Como en la paradoja del huevo y la gallina, el pensamiento mecánico, unidireccional, se atasca en una aparente aporía, que solo resuelve el pensamiento dialéctico. En una sociedad-mercado basada en el consumo desmedido y cuyo principal objetivo es maximizar los beneficios materiales, es inevitable que nos veamos sometidos desde la más tierna infancia a estímulos encaminados a hacernos consumir todo tipo de cosas superfluas, efímeras y fáciles de producir. Estímulos que no solo provienen de una publicidad tan agresiva como tramposa, sino también de la cultura de masas y de los medios de comunicación en general. No es necesario que malignas mentes planificadoras (aunque también las hay) organicen día a día la grotesca danza del despilfarro y el abotargamiento: una oferta embrutecedora y una demanda embrutecida se potencian mutuamente, en una dialéctica perversa que se traduce en un círculo vicioso. Una pescadilla que no solo se muerde la cola, sino que está empezando a devorarse a sí misma.

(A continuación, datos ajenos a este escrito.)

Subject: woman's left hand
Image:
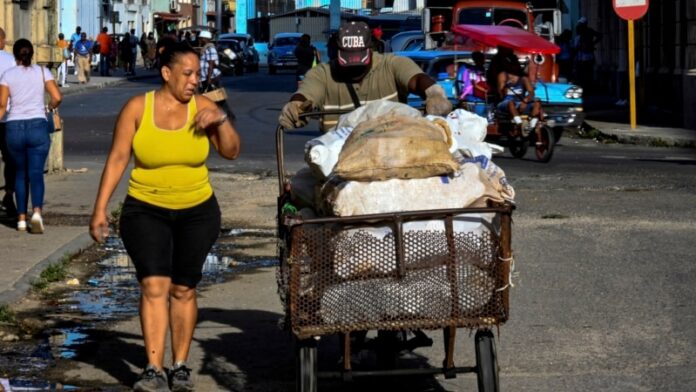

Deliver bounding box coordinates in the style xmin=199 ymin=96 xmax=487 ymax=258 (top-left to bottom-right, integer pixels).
xmin=194 ymin=107 xmax=227 ymax=131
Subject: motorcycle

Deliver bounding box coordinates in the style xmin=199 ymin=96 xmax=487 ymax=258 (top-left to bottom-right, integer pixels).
xmin=452 ymin=25 xmax=561 ymax=162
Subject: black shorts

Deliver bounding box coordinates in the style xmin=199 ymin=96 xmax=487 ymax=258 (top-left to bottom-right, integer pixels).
xmin=119 ymin=194 xmax=221 ymax=287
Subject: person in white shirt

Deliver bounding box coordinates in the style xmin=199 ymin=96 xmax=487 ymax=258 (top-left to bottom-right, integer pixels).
xmin=0 ymin=27 xmax=17 ymax=217
xmin=0 ymin=38 xmax=62 ymax=233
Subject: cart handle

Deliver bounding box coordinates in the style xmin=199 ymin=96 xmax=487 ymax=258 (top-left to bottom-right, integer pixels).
xmin=276 ymin=110 xmax=353 ymax=196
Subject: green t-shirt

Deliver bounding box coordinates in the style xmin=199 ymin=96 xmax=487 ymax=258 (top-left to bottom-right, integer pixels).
xmin=297 ymin=52 xmax=423 ymax=131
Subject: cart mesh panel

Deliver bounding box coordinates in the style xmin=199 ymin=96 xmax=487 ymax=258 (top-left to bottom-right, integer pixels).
xmin=279 ymin=216 xmax=509 ymax=339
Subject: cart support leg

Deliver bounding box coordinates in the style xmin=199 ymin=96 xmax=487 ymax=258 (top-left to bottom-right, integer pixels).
xmin=443 ymin=326 xmax=457 ymax=379
xmin=342 ymin=332 xmax=353 ymax=381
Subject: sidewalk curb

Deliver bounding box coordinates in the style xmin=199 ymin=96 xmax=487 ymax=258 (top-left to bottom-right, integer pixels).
xmin=585 ymin=120 xmax=696 ymax=148
xmin=0 ymin=232 xmax=94 ymax=305
xmin=59 ymin=73 xmax=159 ymax=97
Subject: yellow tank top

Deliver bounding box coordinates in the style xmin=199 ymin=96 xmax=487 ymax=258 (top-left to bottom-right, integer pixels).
xmin=127 ymin=91 xmax=213 ymax=209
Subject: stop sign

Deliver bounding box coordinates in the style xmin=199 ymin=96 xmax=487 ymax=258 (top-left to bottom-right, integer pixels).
xmin=613 ymin=0 xmax=649 ymax=21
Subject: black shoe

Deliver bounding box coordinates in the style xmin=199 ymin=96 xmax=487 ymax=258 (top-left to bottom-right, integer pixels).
xmin=133 ymin=364 xmax=169 ymax=392
xmin=169 ymin=363 xmax=194 ymax=392
xmin=2 ymin=194 xmax=17 ymax=217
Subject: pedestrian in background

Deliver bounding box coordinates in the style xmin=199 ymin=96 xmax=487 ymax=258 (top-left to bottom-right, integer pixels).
xmin=0 ymin=27 xmax=17 ymax=217
xmin=130 ymin=29 xmax=139 ymax=75
xmin=557 ymin=29 xmax=573 ymax=82
xmin=294 ymin=33 xmax=320 ymax=85
xmin=73 ymin=32 xmax=92 ymax=84
xmin=96 ymin=27 xmax=113 ymax=77
xmin=197 ymin=31 xmax=221 ymax=92
xmin=144 ymin=32 xmax=157 ymax=70
xmin=89 ymin=41 xmax=240 ymax=391
xmin=573 ymin=17 xmax=602 ymax=92
xmin=120 ymin=32 xmax=134 ymax=76
xmin=0 ymin=38 xmax=62 ymax=233
xmin=139 ymin=33 xmax=148 ymax=67
xmin=371 ymin=26 xmax=385 ymax=54
xmin=70 ymin=26 xmax=81 ymax=76
xmin=55 ymin=33 xmax=70 ymax=87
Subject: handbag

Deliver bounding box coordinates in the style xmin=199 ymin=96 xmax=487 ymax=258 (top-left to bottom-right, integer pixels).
xmin=41 ymin=66 xmax=62 ymax=132
xmin=201 ymin=83 xmax=228 ymax=103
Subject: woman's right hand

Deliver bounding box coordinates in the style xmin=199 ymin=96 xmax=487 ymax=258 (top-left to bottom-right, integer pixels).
xmin=89 ymin=210 xmax=110 ymax=243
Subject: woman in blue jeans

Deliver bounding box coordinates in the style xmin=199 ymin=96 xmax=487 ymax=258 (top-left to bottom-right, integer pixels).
xmin=0 ymin=38 xmax=62 ymax=232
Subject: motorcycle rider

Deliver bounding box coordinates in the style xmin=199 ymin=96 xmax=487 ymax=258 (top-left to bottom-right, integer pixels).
xmin=279 ymin=21 xmax=452 ymax=131
xmin=496 ymin=56 xmax=542 ymax=139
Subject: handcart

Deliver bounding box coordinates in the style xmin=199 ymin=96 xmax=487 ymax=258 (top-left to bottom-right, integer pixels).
xmin=276 ymin=112 xmax=515 ymax=392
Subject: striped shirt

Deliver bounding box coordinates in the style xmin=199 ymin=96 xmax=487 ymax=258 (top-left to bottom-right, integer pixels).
xmin=200 ymin=44 xmax=221 ymax=83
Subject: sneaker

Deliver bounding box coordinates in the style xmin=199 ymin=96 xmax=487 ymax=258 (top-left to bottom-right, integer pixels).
xmin=17 ymin=220 xmax=27 ymax=231
xmin=169 ymin=363 xmax=194 ymax=392
xmin=133 ymin=364 xmax=169 ymax=392
xmin=29 ymin=212 xmax=44 ymax=234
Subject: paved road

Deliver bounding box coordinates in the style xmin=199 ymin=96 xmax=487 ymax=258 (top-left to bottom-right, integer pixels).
xmin=25 ymin=72 xmax=696 ymax=390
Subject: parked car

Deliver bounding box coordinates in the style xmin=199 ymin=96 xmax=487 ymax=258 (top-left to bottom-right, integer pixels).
xmin=216 ymin=38 xmax=245 ymax=75
xmin=398 ymin=50 xmax=584 ymax=140
xmin=219 ymin=33 xmax=260 ymax=72
xmin=267 ymin=32 xmax=302 ymax=74
xmin=387 ymin=30 xmax=424 ymax=52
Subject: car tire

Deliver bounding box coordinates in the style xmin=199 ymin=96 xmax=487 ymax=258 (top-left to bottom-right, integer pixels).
xmin=269 ymin=65 xmax=276 ymax=75
xmin=235 ymin=64 xmax=244 ymax=76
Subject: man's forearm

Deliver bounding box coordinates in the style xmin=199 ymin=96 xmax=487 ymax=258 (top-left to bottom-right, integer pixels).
xmin=407 ymin=73 xmax=436 ymax=98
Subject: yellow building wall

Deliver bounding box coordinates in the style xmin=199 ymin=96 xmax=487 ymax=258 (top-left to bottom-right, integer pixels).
xmin=0 ymin=0 xmax=62 ymax=67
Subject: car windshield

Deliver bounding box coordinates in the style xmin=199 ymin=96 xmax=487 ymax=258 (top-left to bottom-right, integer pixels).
xmin=218 ymin=40 xmax=241 ymax=51
xmin=458 ymin=8 xmax=528 ymax=29
xmin=403 ymin=39 xmax=424 ymax=51
xmin=274 ymin=37 xmax=300 ymax=47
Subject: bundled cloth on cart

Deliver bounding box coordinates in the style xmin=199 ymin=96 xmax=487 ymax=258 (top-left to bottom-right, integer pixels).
xmin=328 ymin=212 xmax=499 ymax=279
xmin=319 ymin=263 xmax=497 ymax=325
xmin=332 ymin=112 xmax=460 ymax=181
xmin=304 ymin=101 xmax=423 ymax=179
xmin=320 ymin=158 xmax=514 ymax=217
xmin=303 ymin=103 xmax=503 ymax=181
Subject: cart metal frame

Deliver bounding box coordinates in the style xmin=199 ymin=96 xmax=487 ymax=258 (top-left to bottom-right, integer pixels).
xmin=276 ymin=113 xmax=514 ymax=391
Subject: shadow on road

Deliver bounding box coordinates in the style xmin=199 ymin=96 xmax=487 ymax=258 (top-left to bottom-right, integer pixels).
xmin=196 ymin=308 xmax=455 ymax=391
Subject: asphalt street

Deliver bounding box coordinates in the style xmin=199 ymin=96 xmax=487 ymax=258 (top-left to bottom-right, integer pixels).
xmin=3 ymin=70 xmax=696 ymax=391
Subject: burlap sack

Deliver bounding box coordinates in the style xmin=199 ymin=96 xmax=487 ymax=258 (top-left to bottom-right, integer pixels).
xmin=332 ymin=113 xmax=460 ymax=181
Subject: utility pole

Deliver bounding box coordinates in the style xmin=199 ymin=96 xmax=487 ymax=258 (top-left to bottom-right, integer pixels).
xmin=329 ymin=0 xmax=340 ymax=32
xmin=216 ymin=0 xmax=222 ymax=35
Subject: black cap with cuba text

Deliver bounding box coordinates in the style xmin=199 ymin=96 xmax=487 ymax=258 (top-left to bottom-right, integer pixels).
xmin=337 ymin=21 xmax=372 ymax=67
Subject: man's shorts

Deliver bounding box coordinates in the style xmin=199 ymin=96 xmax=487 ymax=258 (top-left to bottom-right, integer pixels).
xmin=497 ymin=98 xmax=534 ymax=115
xmin=119 ymin=195 xmax=221 ymax=288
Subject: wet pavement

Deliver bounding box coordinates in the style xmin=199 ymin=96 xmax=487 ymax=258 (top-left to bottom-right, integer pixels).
xmin=0 ymin=227 xmax=277 ymax=390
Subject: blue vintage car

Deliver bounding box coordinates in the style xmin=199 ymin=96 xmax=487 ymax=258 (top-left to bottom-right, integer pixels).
xmin=397 ymin=50 xmax=584 ymax=140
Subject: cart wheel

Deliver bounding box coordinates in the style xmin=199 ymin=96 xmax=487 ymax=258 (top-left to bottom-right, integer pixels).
xmin=509 ymin=137 xmax=528 ymax=159
xmin=296 ymin=338 xmax=318 ymax=392
xmin=475 ymin=330 xmax=499 ymax=392
xmin=535 ymin=125 xmax=555 ymax=162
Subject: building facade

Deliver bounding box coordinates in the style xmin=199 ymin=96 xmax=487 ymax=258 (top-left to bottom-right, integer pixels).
xmin=571 ymin=0 xmax=696 ymax=130
xmin=0 ymin=0 xmax=61 ymax=66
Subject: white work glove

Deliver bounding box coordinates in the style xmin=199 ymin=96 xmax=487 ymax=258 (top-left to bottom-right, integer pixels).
xmin=424 ymin=84 xmax=453 ymax=117
xmin=279 ymin=100 xmax=313 ymax=129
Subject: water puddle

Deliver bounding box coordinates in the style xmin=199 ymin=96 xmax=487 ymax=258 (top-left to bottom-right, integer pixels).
xmin=0 ymin=228 xmax=278 ymax=389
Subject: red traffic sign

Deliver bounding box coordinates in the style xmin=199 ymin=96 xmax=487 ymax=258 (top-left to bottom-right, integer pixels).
xmin=613 ymin=0 xmax=649 ymax=21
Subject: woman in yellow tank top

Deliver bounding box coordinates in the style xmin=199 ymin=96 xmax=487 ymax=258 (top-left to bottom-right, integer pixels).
xmin=89 ymin=42 xmax=240 ymax=390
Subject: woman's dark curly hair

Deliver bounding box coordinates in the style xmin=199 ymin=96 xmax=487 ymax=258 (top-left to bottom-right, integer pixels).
xmin=13 ymin=38 xmax=33 ymax=67
xmin=159 ymin=40 xmax=198 ymax=69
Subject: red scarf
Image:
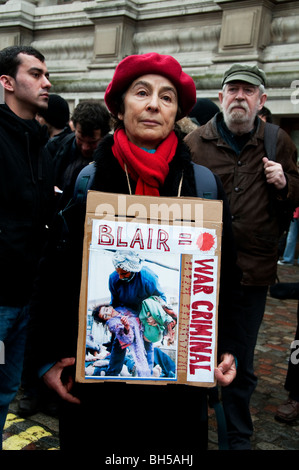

Lo cual nos lleva de nuevo a la política. Porque tanto la comida basura y la televisión basura como el gusto estragado de sus consumidores son consecuencia y factor perpetuador de una determinada política, de un determinado sistema, y solo la lucha radical contra esa política (basura), contra ese sistema (capitalista), puede romper el círculo vicioso. Los poderes establecidos lo saben perfectamente: por eso llaman “antisistema” a quienes se oponen a los carroñeros que se alimentan de la degradación social. Y por eso los persiguen cada vez con más saña.
Tan zafio, mezquino e inescrupuloso como su padrino Aznar, Rajoy se ha convertido en el máximo exponente de la política basura dentro de ese gran basurero político que es la Unión Europea. Con su corte de los milagros heredada del franquismo, donde ministros, magistrados, reyes y grandes medios de comunicación compiten en vileza, está dispuesto, en función de los intereses de una oligarquía criminal, a preservar la falsa unidad de una nación que no lo es aplastando a las que sí lo son.
No lo conseguirá. Los alardes de brutalidad policial y jurídica del Gobierno más corrupto de Europa son también su declaración de impotencia. El régimen del 78 está acabado, por más que sus coletazos puedan hacer aún mucho daño. El pueblo vasco lo hirió de muerte y el pueblo catalán le dará la puntilla. En esa inmunda metáfora de la política basura que es la tauromaquia, donde un matarife envuelto en oropeles (al que los imbéciles llaman “maestro”) tortura a un animal indefenso, esta vez caerá el torero. Como debe ser.